Practices were frequent, though, and it was clear immediately that his learning curve would be steep, especially because of the language barrier. Missi could not yet speak English, which had made for a memorable experience at customs and complicated matters on the court. “My first practice, they were asking me about ‘rebounding,'” he said, but he didn’t know what the word meant. His one French-speaking teammate assumed the role of interpreter.
“The transition was hard,” Missi said. “Just coming from a different continent, different culture and different background.”
At West Nottingham, which claims to be the oldest boarding school in America, Missi lived on campus. When he transferred to Prolific Prep in Napa, California, for the 2022-23 season, he moved in with a host family. “They were super, cool, super nice,” he said. “They came to our games, they interacted with the team, came to practice sometimes.”
Over time, Missi became accustomed to being away from family, got comfortable communicating in English and developed into a highly sought-after prospect. On the strength of his play in high school and AAU — he played on the EYBL circuit with the PSA Cardinals — Missi earned several high-major offers, reclassified to the 2023 high school class and, in January 2023, before he’d even completed two full seasons of organized basketball, committed to Baylor.

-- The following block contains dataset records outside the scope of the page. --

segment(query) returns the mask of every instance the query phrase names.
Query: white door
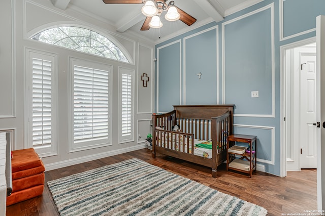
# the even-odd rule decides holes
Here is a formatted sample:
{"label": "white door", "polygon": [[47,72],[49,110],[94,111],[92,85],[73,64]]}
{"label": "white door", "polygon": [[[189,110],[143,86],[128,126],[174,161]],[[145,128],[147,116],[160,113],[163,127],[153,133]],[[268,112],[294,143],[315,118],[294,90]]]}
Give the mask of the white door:
{"label": "white door", "polygon": [[316,54],[300,53],[300,168],[316,168]]}
{"label": "white door", "polygon": [[325,209],[325,16],[316,19],[316,38],[317,118],[320,120],[320,128],[317,131],[317,208],[320,210]]}

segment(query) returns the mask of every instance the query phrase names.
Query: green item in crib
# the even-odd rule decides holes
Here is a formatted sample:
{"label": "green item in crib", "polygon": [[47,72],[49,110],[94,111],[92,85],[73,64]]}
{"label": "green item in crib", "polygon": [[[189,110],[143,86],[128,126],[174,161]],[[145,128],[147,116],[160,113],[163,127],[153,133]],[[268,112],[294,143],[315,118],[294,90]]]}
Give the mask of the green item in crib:
{"label": "green item in crib", "polygon": [[207,141],[202,143],[198,143],[195,145],[197,147],[203,148],[207,149],[212,149],[212,142]]}

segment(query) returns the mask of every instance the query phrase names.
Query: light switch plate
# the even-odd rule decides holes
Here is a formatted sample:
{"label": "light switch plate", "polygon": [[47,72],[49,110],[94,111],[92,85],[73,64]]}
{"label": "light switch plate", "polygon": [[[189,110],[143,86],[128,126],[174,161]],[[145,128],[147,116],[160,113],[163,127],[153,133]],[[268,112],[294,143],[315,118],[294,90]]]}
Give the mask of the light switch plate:
{"label": "light switch plate", "polygon": [[258,98],[258,91],[253,91],[251,92],[252,98]]}

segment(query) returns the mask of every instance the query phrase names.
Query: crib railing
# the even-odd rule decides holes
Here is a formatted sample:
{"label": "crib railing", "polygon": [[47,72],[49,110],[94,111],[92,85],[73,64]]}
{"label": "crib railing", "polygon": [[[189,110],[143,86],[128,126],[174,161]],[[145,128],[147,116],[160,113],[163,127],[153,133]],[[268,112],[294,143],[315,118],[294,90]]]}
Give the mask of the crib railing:
{"label": "crib railing", "polygon": [[194,135],[192,134],[156,129],[155,145],[182,152],[193,154]]}
{"label": "crib railing", "polygon": [[227,137],[233,134],[232,119],[232,112],[230,111],[220,116],[212,118],[212,145],[217,146],[218,153],[226,149]]}

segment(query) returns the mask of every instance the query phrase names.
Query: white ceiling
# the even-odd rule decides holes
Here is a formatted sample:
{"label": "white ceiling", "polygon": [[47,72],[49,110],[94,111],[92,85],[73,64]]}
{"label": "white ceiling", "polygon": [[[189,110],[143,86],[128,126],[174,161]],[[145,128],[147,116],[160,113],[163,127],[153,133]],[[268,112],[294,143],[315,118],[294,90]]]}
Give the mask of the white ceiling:
{"label": "white ceiling", "polygon": [[51,1],[60,9],[69,8],[104,21],[114,26],[117,32],[131,32],[158,42],[159,36],[161,39],[166,39],[212,21],[219,22],[225,16],[263,0],[174,0],[175,6],[194,17],[197,21],[188,26],[180,20],[169,22],[162,17],[161,28],[148,31],[140,31],[146,18],[141,13],[142,4],[109,5],[102,0]]}

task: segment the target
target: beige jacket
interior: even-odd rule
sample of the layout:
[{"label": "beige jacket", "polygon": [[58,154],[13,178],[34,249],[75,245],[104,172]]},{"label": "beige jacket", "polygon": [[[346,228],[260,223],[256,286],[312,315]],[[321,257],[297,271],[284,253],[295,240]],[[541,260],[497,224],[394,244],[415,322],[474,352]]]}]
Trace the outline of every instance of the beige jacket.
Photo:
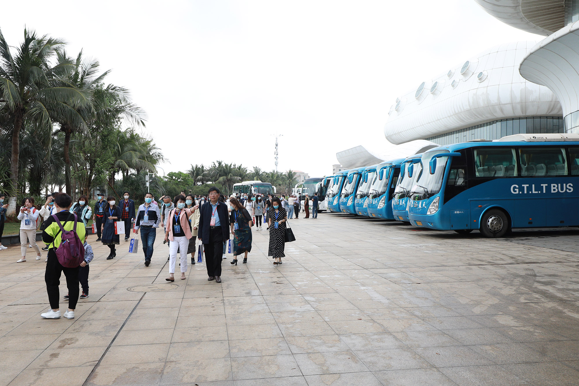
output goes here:
[{"label": "beige jacket", "polygon": [[[200,214],[201,213],[200,210],[196,210],[195,213],[189,216],[189,219],[191,220],[191,235],[195,236],[197,236],[197,232],[199,230],[199,218],[201,217]],[[197,229],[195,229],[197,228]]]}]

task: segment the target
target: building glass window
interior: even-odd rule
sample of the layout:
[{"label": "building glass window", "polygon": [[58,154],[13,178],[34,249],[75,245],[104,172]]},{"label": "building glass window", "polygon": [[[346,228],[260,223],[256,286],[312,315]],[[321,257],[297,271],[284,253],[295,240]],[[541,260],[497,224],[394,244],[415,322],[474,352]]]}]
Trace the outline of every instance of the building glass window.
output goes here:
[{"label": "building glass window", "polygon": [[[577,0],[579,1],[579,0]],[[579,118],[579,111],[577,111]],[[571,114],[569,114],[571,123]],[[572,127],[572,126],[571,126]],[[567,130],[569,132],[569,130]],[[558,116],[537,116],[530,118],[500,119],[477,125],[466,129],[457,130],[426,139],[439,145],[450,145],[475,139],[492,141],[505,136],[515,134],[540,134],[545,133],[565,133],[563,119]]]}]

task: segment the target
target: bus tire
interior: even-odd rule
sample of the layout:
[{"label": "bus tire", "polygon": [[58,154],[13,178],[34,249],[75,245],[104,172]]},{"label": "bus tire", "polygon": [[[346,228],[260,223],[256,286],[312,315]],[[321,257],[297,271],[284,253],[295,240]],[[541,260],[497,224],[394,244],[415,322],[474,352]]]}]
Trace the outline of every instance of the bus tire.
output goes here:
[{"label": "bus tire", "polygon": [[503,237],[510,228],[508,217],[500,209],[487,210],[481,218],[481,233],[489,238]]}]

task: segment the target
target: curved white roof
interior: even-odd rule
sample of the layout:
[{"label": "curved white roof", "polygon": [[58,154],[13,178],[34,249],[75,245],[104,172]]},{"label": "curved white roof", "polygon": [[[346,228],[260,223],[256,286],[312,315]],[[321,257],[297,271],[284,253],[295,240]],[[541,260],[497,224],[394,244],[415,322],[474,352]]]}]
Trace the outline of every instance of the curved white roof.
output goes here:
[{"label": "curved white roof", "polygon": [[394,145],[384,141],[384,144],[369,149],[368,147],[356,146],[336,153],[336,158],[342,166],[346,169],[369,166],[394,158],[405,158],[417,153],[438,146],[430,141],[419,140],[401,145]]},{"label": "curved white roof", "polygon": [[497,119],[561,116],[555,94],[519,73],[519,64],[536,44],[523,41],[495,46],[468,63],[425,79],[421,92],[415,89],[390,108],[384,127],[386,139],[401,144]]},{"label": "curved white roof", "polygon": [[556,94],[564,116],[579,110],[579,21],[533,47],[519,68],[521,75]]},{"label": "curved white roof", "polygon": [[547,36],[565,26],[563,0],[475,0],[483,9],[516,28]]}]

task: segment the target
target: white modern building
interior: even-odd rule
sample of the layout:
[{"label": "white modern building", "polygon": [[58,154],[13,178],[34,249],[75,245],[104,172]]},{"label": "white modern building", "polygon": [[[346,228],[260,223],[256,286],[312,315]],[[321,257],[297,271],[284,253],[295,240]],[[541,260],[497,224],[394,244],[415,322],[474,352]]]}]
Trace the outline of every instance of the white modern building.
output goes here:
[{"label": "white modern building", "polygon": [[548,88],[530,82],[519,66],[536,45],[496,46],[401,95],[384,128],[395,144],[425,139],[441,145],[512,134],[562,133],[561,105]]},{"label": "white modern building", "polygon": [[560,102],[567,133],[579,132],[579,0],[475,0],[515,28],[547,36],[523,58],[522,77]]}]

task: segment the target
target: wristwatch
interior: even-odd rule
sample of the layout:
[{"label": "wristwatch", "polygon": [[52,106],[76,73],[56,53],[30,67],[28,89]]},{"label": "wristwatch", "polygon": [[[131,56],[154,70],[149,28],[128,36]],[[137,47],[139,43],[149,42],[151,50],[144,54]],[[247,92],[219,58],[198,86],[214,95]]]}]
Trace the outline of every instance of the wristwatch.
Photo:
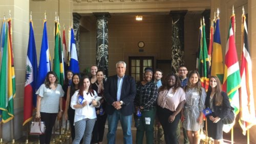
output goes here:
[{"label": "wristwatch", "polygon": [[121,105],[122,105],[123,104],[123,101],[120,101],[120,103],[121,103]]}]

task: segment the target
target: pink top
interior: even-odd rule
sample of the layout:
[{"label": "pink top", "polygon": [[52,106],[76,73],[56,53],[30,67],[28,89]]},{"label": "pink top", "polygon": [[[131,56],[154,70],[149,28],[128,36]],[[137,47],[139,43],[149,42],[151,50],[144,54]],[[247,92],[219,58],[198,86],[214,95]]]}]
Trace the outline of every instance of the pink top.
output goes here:
[{"label": "pink top", "polygon": [[186,100],[185,98],[185,91],[181,87],[178,87],[174,92],[171,88],[169,90],[164,90],[159,92],[157,104],[163,108],[175,111],[180,103]]}]

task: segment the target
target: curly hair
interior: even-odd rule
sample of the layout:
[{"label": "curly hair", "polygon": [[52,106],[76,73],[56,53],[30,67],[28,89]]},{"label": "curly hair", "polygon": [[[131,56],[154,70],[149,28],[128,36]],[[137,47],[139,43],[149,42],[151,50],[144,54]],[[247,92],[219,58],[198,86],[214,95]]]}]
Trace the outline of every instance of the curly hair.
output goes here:
[{"label": "curly hair", "polygon": [[[71,87],[70,87],[70,91],[71,92],[72,91],[72,93],[74,94],[75,91],[76,91],[76,89],[75,88],[75,83],[74,83],[74,81],[73,81],[73,79],[74,78],[74,77],[75,76],[77,76],[78,77],[78,78],[79,78],[79,83],[80,83],[80,79],[81,79],[81,76],[80,75],[80,74],[79,73],[76,73],[76,74],[74,74],[74,75],[73,75],[73,77],[72,77],[72,83],[71,83]],[[79,83],[78,83],[78,87],[79,87]]]},{"label": "curly hair", "polygon": [[190,79],[192,77],[192,75],[193,75],[194,74],[197,74],[197,77],[198,77],[198,81],[196,84],[195,87],[197,88],[197,91],[199,93],[200,93],[200,95],[201,95],[201,93],[202,92],[202,89],[201,89],[202,85],[201,85],[200,76],[198,71],[197,71],[197,70],[192,70],[190,71],[190,73],[189,73],[189,74],[188,74],[188,81],[187,82],[187,86],[185,87],[185,91],[186,91],[187,87],[193,88],[194,87],[194,86],[193,86],[193,84],[190,83]]},{"label": "curly hair", "polygon": [[[173,86],[169,85],[169,80],[170,79],[170,77],[174,76],[175,77],[175,83]],[[180,80],[178,76],[175,74],[168,74],[167,76],[164,79],[163,85],[159,88],[159,91],[162,91],[164,90],[168,90],[171,87],[173,88],[173,90],[175,92],[176,89],[180,87]]]},{"label": "curly hair", "polygon": [[83,81],[86,79],[88,79],[90,82],[90,86],[88,89],[88,92],[90,93],[92,93],[93,95],[94,95],[94,92],[92,89],[92,84],[91,83],[91,81],[90,81],[90,78],[88,76],[84,76],[82,77],[82,78],[81,78],[81,80],[79,81],[79,91],[78,92],[78,94],[80,95],[83,95],[83,90],[84,90],[84,87],[83,87]]},{"label": "curly hair", "polygon": [[51,88],[50,87],[50,85],[51,84],[51,83],[50,82],[50,80],[49,79],[49,76],[51,74],[54,76],[54,77],[55,77],[56,78],[56,81],[54,82],[54,86],[55,87],[57,87],[58,86],[58,77],[57,77],[57,75],[56,75],[56,73],[54,71],[50,71],[46,75],[46,77],[45,79],[45,82],[44,83],[46,85],[46,87],[49,88],[50,89],[51,89]]}]

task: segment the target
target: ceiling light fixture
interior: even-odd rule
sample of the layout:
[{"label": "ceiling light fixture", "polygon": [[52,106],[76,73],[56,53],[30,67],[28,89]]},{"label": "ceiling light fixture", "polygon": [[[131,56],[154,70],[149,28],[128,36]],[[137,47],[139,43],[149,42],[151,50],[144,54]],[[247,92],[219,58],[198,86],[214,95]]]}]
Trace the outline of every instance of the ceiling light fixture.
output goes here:
[{"label": "ceiling light fixture", "polygon": [[143,16],[142,15],[136,15],[136,20],[139,20],[139,21],[142,20],[142,18]]}]

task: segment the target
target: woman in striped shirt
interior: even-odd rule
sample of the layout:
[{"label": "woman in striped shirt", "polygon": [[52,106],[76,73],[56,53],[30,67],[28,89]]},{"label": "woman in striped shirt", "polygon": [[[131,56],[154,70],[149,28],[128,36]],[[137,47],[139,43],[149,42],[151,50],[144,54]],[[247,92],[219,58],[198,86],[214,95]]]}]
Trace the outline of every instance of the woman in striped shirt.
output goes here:
[{"label": "woman in striped shirt", "polygon": [[61,85],[58,84],[55,73],[51,71],[47,73],[45,83],[40,86],[36,94],[37,98],[35,117],[41,118],[46,127],[45,133],[40,135],[40,143],[50,143],[57,114],[59,117],[62,116],[64,95]]}]

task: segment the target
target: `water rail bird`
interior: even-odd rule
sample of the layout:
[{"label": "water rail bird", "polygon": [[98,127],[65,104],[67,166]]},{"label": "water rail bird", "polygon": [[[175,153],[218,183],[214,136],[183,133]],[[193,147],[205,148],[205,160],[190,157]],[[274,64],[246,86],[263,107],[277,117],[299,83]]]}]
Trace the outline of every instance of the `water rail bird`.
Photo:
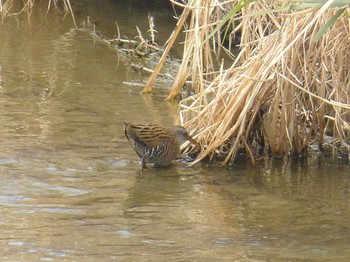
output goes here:
[{"label": "water rail bird", "polygon": [[182,126],[164,128],[152,124],[131,124],[124,122],[125,136],[141,158],[141,170],[146,163],[168,166],[180,154],[180,146],[190,141],[199,146]]}]

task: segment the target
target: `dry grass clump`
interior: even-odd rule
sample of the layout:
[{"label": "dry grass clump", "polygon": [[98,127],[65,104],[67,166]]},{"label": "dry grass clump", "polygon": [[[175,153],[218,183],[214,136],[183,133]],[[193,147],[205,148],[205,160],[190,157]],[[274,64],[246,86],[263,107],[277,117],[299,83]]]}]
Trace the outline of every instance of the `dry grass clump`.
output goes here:
[{"label": "dry grass clump", "polygon": [[[19,15],[21,13],[26,13],[28,16],[28,19],[30,18],[33,8],[35,6],[35,2],[37,2],[37,5],[41,4],[41,1],[35,1],[35,0],[6,0],[6,1],[0,1],[0,15],[1,20],[4,21],[6,17]],[[50,8],[54,6],[56,10],[58,10],[61,13],[70,13],[73,19],[73,23],[75,28],[77,28],[77,24],[75,22],[72,6],[70,4],[70,0],[48,0],[47,1],[47,12],[50,10]],[[63,11],[62,11],[63,10]]]},{"label": "dry grass clump", "polygon": [[210,45],[208,36],[237,1],[192,0],[185,7],[191,16],[184,58],[168,98],[188,80],[197,92],[181,101],[179,115],[202,145],[198,161],[219,157],[232,164],[241,150],[253,163],[265,153],[306,156],[311,143],[324,145],[326,134],[329,145],[349,153],[349,18],[340,16],[314,42],[337,12],[332,1],[303,11],[266,12],[287,2],[243,6],[230,20],[238,24],[230,32],[242,32],[240,53],[217,71],[212,51],[222,43],[216,36],[218,42]]}]

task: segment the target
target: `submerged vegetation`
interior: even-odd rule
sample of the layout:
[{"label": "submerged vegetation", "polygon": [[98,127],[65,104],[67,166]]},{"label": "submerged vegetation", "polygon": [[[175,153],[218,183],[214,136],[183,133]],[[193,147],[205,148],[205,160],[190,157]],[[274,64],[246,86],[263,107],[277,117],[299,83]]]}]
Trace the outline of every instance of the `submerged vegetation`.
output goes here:
[{"label": "submerged vegetation", "polygon": [[[34,10],[33,7],[35,5],[35,2],[39,2],[39,6],[40,6],[40,1],[38,0],[0,1],[1,20],[3,21],[8,16],[18,15],[21,13],[26,13],[29,19],[32,14],[32,11]],[[48,12],[51,9],[51,7],[55,7],[56,10],[58,10],[63,14],[70,14],[72,16],[75,28],[77,28],[77,24],[74,18],[74,13],[72,10],[70,0],[47,0],[46,11]]]},{"label": "submerged vegetation", "polygon": [[[197,161],[232,164],[240,152],[252,163],[266,154],[306,157],[312,145],[348,159],[350,10],[333,1],[312,1],[308,8],[289,3],[191,0],[181,5],[163,56],[187,23],[183,60],[167,99],[185,83],[196,93],[180,102],[179,121],[202,145]],[[234,55],[231,39],[238,33]],[[226,61],[218,63],[221,52]],[[162,60],[145,92],[161,66]]]}]

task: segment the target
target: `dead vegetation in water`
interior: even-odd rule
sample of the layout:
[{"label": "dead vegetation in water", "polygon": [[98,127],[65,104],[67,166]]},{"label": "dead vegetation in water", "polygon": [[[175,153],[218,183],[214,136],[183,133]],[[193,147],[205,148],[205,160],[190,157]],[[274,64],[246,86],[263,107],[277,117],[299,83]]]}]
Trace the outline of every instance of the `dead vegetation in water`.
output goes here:
[{"label": "dead vegetation in water", "polygon": [[[312,144],[319,150],[332,148],[348,159],[349,18],[339,16],[313,41],[339,13],[332,1],[284,13],[268,10],[288,1],[257,1],[238,9],[239,2],[188,1],[174,30],[178,32],[188,21],[183,60],[167,98],[179,94],[186,81],[196,91],[181,101],[179,121],[202,145],[197,161],[219,159],[232,164],[239,152],[245,152],[252,163],[266,154],[306,157]],[[219,50],[233,57],[223,45],[222,32],[216,30],[230,10],[237,12],[225,33],[234,34],[239,28],[240,52],[231,66],[222,63],[215,70],[214,54]],[[145,92],[151,90],[162,62]]]},{"label": "dead vegetation in water", "polygon": [[[0,1],[0,15],[1,20],[4,21],[6,17],[9,16],[15,16],[22,13],[25,13],[28,17],[28,20],[30,20],[30,16],[32,14],[33,8],[37,5],[41,5],[42,3],[40,1],[35,0],[6,0],[6,1]],[[53,7],[58,10],[60,13],[66,15],[70,14],[74,23],[75,28],[77,28],[77,24],[75,21],[74,13],[72,10],[72,6],[70,3],[70,0],[49,0],[47,2],[47,13]]]},{"label": "dead vegetation in water", "polygon": [[[144,33],[136,26],[137,35],[134,37],[122,35],[121,30],[116,23],[117,34],[108,38],[96,30],[96,26],[89,17],[83,22],[83,28],[91,31],[94,38],[106,43],[113,48],[119,57],[125,61],[125,66],[131,68],[136,73],[146,73],[151,75],[163,54],[164,47],[156,41],[157,30],[155,29],[154,18],[148,16],[149,29]],[[179,59],[166,56],[167,66],[162,68],[162,72],[158,74],[157,83],[160,86],[169,86],[176,74],[180,64]],[[143,80],[143,79],[142,79]],[[124,82],[130,86],[143,86],[144,83],[139,82]]]}]

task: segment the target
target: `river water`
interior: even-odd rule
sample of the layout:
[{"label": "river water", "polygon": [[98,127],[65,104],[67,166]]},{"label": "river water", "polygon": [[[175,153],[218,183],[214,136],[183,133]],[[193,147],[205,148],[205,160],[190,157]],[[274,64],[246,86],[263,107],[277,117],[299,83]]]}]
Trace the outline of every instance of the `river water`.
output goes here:
[{"label": "river water", "polygon": [[[74,8],[110,37],[115,21],[129,37],[147,24],[147,11],[112,1]],[[174,22],[153,13],[165,41]],[[171,125],[176,102],[126,85],[146,75],[69,17],[42,14],[0,26],[1,261],[350,260],[349,165],[141,174],[122,121]]]}]

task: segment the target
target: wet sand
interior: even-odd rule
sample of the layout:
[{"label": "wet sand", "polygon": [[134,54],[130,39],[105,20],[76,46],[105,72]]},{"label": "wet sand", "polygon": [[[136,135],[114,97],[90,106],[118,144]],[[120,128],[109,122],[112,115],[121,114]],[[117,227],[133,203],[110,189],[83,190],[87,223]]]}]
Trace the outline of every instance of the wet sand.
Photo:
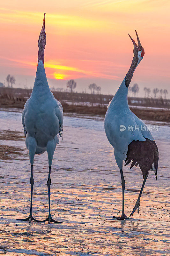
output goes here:
[{"label": "wet sand", "polygon": [[[22,138],[20,133],[21,113],[1,111],[0,122],[4,130],[0,144],[20,153],[9,152],[10,159],[0,161],[0,246],[6,248],[6,252],[0,249],[0,254],[169,255],[169,127],[160,126],[152,132],[159,151],[157,181],[150,172],[139,214],[136,211],[129,220],[120,221],[112,217],[121,213],[121,179],[103,121],[65,117],[63,141],[55,152],[50,188],[52,215],[63,223],[49,225],[15,220],[29,213],[28,154],[24,133]],[[34,158],[33,215],[40,220],[48,215],[47,159],[46,152]],[[129,216],[142,177],[137,167],[126,166],[123,170]]]}]

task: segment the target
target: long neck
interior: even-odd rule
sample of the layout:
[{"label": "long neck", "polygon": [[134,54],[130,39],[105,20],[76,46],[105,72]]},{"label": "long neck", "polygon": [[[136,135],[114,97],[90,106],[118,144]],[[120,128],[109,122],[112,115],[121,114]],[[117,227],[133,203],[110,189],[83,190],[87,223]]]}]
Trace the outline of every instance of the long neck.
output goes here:
[{"label": "long neck", "polygon": [[129,71],[113,98],[110,104],[111,106],[114,105],[114,102],[116,101],[117,105],[129,108],[128,102],[128,87],[135,68],[139,63],[138,61],[138,56],[134,55]]},{"label": "long neck", "polygon": [[128,87],[132,78],[133,75],[135,68],[138,65],[139,59],[136,55],[134,55],[133,57],[131,66],[130,68],[125,77],[125,85],[126,87]]},{"label": "long neck", "polygon": [[38,91],[40,94],[50,92],[44,69],[44,63],[39,60],[37,65],[36,76],[33,92]]}]

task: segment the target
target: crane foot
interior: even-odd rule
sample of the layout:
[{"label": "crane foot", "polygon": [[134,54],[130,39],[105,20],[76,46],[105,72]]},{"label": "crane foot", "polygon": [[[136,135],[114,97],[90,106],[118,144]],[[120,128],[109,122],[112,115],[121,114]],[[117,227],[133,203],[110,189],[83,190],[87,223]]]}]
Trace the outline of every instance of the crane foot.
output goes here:
[{"label": "crane foot", "polygon": [[44,220],[38,220],[38,222],[45,222],[48,221],[48,224],[50,224],[50,222],[53,222],[54,223],[59,223],[60,224],[62,224],[63,222],[62,221],[57,221],[56,220],[55,220],[53,219],[51,217],[48,217],[47,219],[46,219]]},{"label": "crane foot", "polygon": [[22,220],[23,221],[26,221],[27,220],[28,221],[28,222],[31,222],[32,220],[34,220],[35,222],[38,222],[39,220],[36,220],[35,219],[33,218],[32,216],[31,217],[29,216],[26,219],[17,219],[16,220]]},{"label": "crane foot", "polygon": [[120,220],[128,220],[128,219],[129,219],[128,217],[127,217],[124,214],[122,214],[122,216],[113,216],[113,217]]},{"label": "crane foot", "polygon": [[136,211],[137,209],[137,213],[138,213],[139,212],[139,206],[140,205],[140,201],[139,200],[137,200],[136,201],[136,203],[135,204],[135,207],[133,208],[133,210],[130,214],[130,217],[132,215],[133,213],[134,213]]}]

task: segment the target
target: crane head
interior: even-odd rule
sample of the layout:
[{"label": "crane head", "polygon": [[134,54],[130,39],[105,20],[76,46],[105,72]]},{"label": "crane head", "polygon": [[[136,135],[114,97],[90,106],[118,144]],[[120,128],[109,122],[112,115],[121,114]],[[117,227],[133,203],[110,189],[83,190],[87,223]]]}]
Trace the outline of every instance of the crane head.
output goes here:
[{"label": "crane head", "polygon": [[132,38],[129,34],[128,34],[128,35],[133,44],[133,53],[134,55],[134,56],[137,55],[137,57],[138,58],[138,62],[140,62],[143,58],[143,57],[144,54],[144,49],[141,45],[139,36],[138,36],[137,33],[136,29],[135,32],[136,32],[137,35],[138,45],[136,44],[134,40]]},{"label": "crane head", "polygon": [[44,19],[42,27],[40,32],[38,44],[39,50],[38,50],[38,63],[40,60],[42,60],[43,63],[44,63],[44,49],[46,44],[46,35],[45,31],[45,13],[44,14]]}]

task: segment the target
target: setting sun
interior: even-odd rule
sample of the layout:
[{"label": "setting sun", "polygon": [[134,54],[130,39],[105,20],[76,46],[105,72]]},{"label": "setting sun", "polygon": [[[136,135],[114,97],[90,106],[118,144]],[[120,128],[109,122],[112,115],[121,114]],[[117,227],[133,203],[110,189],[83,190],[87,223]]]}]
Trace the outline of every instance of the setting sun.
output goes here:
[{"label": "setting sun", "polygon": [[59,74],[55,72],[53,74],[54,77],[55,79],[64,79],[65,75],[63,74]]}]

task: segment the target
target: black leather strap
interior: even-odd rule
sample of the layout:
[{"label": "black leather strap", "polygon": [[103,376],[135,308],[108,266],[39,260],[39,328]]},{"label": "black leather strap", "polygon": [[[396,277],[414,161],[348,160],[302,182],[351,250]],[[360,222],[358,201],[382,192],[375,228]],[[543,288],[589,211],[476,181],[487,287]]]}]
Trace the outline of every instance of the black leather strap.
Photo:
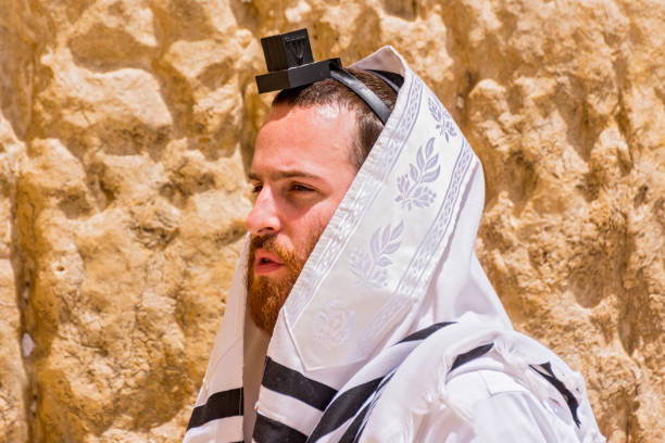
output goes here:
[{"label": "black leather strap", "polygon": [[343,68],[331,67],[330,77],[335,78],[337,81],[355,92],[357,97],[367,103],[367,106],[369,106],[376,116],[379,117],[384,125],[386,122],[388,122],[388,117],[390,117],[390,110],[386,103],[384,103],[384,101],[379,99],[376,93],[372,91],[372,89],[367,88],[361,80],[355,78],[353,74]]},{"label": "black leather strap", "polygon": [[394,93],[400,93],[400,88],[404,84],[404,77],[388,71],[367,69],[367,72],[384,80],[384,83],[388,85],[390,89],[394,91]]}]

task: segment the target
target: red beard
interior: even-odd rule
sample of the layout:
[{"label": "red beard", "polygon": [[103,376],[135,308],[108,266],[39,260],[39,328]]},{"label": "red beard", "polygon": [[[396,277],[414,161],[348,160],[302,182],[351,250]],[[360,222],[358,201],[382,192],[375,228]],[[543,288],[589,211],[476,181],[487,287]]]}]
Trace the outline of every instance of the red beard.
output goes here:
[{"label": "red beard", "polygon": [[[299,257],[292,250],[277,244],[274,236],[251,238],[247,264],[247,308],[254,324],[267,333],[273,333],[279,309],[289,296],[317,239],[318,236]],[[260,248],[279,257],[286,268],[286,276],[278,279],[254,275],[255,253]]]}]

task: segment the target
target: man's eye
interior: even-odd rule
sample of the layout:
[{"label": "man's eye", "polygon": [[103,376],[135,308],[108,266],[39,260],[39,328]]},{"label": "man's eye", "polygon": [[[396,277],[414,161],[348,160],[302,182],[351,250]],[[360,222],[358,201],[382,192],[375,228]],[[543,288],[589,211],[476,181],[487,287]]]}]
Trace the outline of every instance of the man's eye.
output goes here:
[{"label": "man's eye", "polygon": [[309,186],[304,186],[304,185],[300,185],[300,183],[294,183],[293,186],[291,186],[291,191],[296,191],[296,192],[314,192],[314,189],[310,188]]}]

Missi knows that, compared to his peers in New York, he had an extremely late start. Wherever he’s been, though, his attitude has been the same. “Every time I have an experience to just have a basketball in my hands, I’m learning,” he said. Because of his physical gifts, it makes perfect sense that he’d compare himself to Lively right now. Because of his path here, it makes perfect sense that he said “I really don’t know” what kind of player he will be in four or five years.
“To be honest, even two years ago, I wasn’t expecting to be doing what I’m doing right now,” Missi said. “But I feel like every time, I’m just learning, and then I’ll just try to pick stuff from everybody and then try to put it together and be my own player, which is me.”
There is one projection, however, that he is willing to make: “I think I’ll get way better.”